For a number of reasons, we no longer operate in that severe of a world.
But, the idea that talent, knowledge, and experience density matter is valid. The question is not “does proximity matter?” but “what proximity matters?”
In second-tier markets1, the answer to this question is more complex. Yes, it includes talent and capital but also customers and exposure to problems. Maybe this exposure enables us to take non-consensus positions before our coastal counterparts.
A perfect example is the many logistics companies that scaled in Chicago, far before logistics was en vogue. Five or ten years ago, many generalist VCs thought (1) logistics was not a big enough software market and (2) even if it was, large software companies would not achieve scale outside the coasts.
And yet, they were.
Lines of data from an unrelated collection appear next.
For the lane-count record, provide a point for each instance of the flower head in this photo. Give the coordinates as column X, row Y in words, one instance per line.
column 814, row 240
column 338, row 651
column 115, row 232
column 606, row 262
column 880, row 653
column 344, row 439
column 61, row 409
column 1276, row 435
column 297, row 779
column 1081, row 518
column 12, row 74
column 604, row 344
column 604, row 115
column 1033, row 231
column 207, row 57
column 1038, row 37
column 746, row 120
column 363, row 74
Arguably, they needed to be.
It’s not a coincidence that Chicago is home to successful logistics startups… companies like project44, FourKites, and ShipBob. Their founders spun out of local logistics companies. They employ local talent coming from the likes of Coyote, Echo, Arrive, and others.
Conversely, the coast may be better set up to build horizontal software 2 because of the resources there.
This is the narrative. Is it true?
We first need to see if there is any difference between vertical 3 companies and all others.
Vertical unicorns are more graphically diverse than horizontal
In fact, there is.
We find a difference between where vertical unicorns 4 and others are headquartered.
Second-tier ecosystems produce 15% of all unicorns but almost 30% of vertical-tech unicorns. That’s twice the market share.